Re: Project: 10633 (Run 96, Clone 5, Gen 12)

Posted: Mon Jul 19, 2010 4:48 pm
by PantherX
Can you run the GPU2 WUs without any problems? just add the -advmethods flag to the GPU3 BETA Client

Re: Project: 10633 (Run 96, Clone 5, Gen 12)

Posted: Mon Jul 19, 2010 4:53 pm
by JimF
PantherX wrote:Can you run the GPU2 WUs without any problems? just add the -advmethods flag to the GPU3 BETA Client
I have enabled the "Allow receipt of work assignment greater than 10MB" all along. Is that the same?
I used to pick up some GPU2 WUs once in a while shortly after GPU3 BETA came out, but haven't seen them since. They all ran OK then.

But I will try the flag on that card in any case, just to check it out.

Re: Project: 10633 (Run 96, Clone 5, Gen 12)

Posted: Mon Jul 19, 2010 5:02 pm
by JimF
PanterX,

That did it! With -advmethods I picked up Project: 10513 (Run 4, Clone 999, Gen 26), and that is running fine. Why the other one didn't like my card is a mystery.

Thanks.

Re: Project: 10633 (Run 96, Clone 5, Gen 12)

Posted: Mon Jul 19, 2010 5:06 pm
by PantherX
JimF wrote:... Why the other one didn't like my card is a mystery...
I guess it is because it is still in BETA :wink: The good news is that you can utilize this GPU until the GPU2 WUs are over. If it can run the GPU3 WUs by then, good news for you. If it can't, you already would be having the GTX 460 (hopefully). Also it may be fixed in the FahCore_16 but there isn't any ETA.

Re: Project: 10633 (Run 96, Clone 5, Gen 12)
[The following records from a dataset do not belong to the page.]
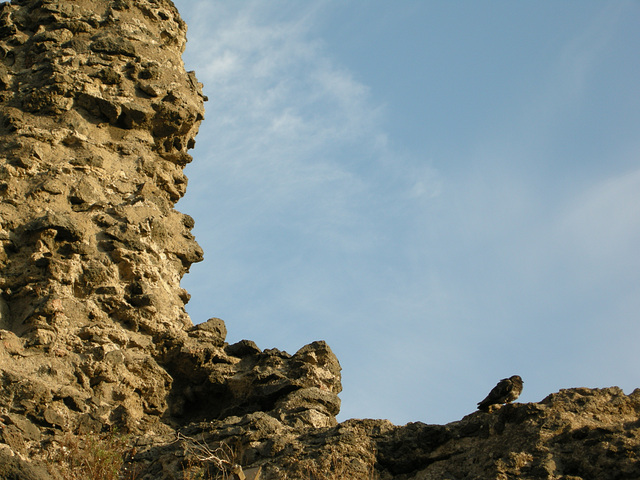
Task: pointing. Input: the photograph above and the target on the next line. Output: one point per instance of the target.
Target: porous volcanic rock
(97, 114)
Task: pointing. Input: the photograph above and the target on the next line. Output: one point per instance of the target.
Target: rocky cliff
(97, 354)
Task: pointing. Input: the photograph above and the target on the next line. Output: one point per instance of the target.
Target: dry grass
(210, 463)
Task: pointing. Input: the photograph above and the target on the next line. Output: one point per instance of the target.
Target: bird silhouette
(507, 390)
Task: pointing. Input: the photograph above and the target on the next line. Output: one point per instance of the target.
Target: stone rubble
(97, 114)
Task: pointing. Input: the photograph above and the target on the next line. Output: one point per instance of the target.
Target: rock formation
(96, 116)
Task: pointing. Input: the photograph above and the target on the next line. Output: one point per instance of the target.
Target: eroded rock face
(97, 114)
(96, 117)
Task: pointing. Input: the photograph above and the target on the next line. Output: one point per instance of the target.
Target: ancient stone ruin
(97, 114)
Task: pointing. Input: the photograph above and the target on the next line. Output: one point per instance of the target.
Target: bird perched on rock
(507, 390)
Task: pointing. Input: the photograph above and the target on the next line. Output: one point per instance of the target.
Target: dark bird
(507, 390)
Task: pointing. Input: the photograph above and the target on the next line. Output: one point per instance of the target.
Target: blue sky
(448, 193)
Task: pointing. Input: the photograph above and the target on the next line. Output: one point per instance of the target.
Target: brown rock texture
(97, 114)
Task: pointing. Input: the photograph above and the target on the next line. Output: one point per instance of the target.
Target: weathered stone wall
(96, 116)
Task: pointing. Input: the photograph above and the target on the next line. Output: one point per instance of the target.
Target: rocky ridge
(97, 114)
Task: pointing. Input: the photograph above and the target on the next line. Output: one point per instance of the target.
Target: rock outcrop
(96, 116)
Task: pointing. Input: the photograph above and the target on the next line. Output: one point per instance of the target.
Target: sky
(448, 193)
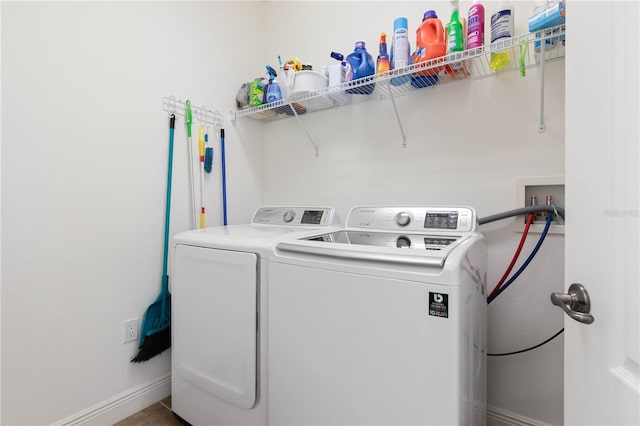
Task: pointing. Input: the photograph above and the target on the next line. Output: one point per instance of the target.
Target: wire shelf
(519, 54)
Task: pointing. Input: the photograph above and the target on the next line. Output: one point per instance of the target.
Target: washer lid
(390, 240)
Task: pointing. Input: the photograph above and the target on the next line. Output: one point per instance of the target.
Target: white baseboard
(499, 417)
(121, 406)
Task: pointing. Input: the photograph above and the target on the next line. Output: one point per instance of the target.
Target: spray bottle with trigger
(272, 93)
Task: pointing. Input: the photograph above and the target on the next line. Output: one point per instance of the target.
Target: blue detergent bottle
(400, 49)
(273, 93)
(362, 66)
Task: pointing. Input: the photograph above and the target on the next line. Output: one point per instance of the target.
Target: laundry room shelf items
(524, 52)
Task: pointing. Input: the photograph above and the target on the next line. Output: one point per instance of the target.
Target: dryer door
(214, 322)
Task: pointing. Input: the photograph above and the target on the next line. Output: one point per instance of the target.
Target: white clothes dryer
(381, 323)
(218, 284)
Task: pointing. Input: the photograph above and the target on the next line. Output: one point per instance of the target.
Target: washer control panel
(294, 216)
(413, 218)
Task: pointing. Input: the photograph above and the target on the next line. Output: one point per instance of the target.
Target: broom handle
(224, 179)
(165, 254)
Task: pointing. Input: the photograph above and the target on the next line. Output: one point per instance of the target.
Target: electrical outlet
(130, 330)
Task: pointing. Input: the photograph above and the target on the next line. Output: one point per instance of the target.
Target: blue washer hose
(526, 262)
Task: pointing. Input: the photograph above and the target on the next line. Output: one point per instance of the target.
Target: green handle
(188, 117)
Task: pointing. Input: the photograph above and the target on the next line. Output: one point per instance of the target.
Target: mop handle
(201, 146)
(188, 118)
(167, 210)
(224, 179)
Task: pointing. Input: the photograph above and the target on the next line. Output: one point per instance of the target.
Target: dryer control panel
(413, 218)
(294, 216)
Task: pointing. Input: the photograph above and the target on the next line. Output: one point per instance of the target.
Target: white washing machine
(382, 323)
(218, 321)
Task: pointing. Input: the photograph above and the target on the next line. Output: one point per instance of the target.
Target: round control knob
(403, 242)
(288, 216)
(403, 218)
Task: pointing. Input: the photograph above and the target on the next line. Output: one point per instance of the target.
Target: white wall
(466, 143)
(84, 157)
(84, 143)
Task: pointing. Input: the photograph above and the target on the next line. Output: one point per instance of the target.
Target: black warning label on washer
(439, 305)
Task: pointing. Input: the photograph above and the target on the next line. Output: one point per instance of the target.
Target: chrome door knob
(576, 303)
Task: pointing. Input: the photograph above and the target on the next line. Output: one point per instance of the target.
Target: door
(601, 367)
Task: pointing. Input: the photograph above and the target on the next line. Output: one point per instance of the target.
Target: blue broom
(155, 337)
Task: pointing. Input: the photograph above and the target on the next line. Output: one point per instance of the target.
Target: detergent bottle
(400, 49)
(382, 63)
(501, 30)
(475, 30)
(338, 75)
(362, 66)
(272, 94)
(455, 42)
(429, 45)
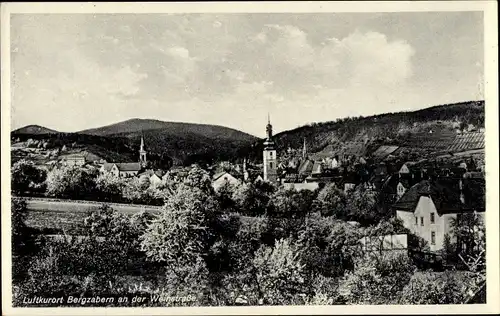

Posted: Mon Jul 19, 2010 5:15 pm
by JimF
Very good. I had never had any problem with GPU3 before, and had sort of taken it for granted. And the GTX 460 will look better when I need some more heat down here.

Re: Project: 10633 (Run 96, Clone 5, Gen 12)

Posted: Mon Jul 19, 2010 6:01 pm
by 7im
If you run in to more problems, you might consider running the memtestG80 tester to see if the GPU has developed any issues over time. http://folding.stanford.edu/English/DownloadUtils#ntoc2

Re: Project: 10633 (Run 96, Clone 5, Gen 12)

Posted: Mon Jul 19, 2010 6:14 pm
by JimF
Yes, I was beginning to think of something like that but had forgotten the name. Thanks for all your help.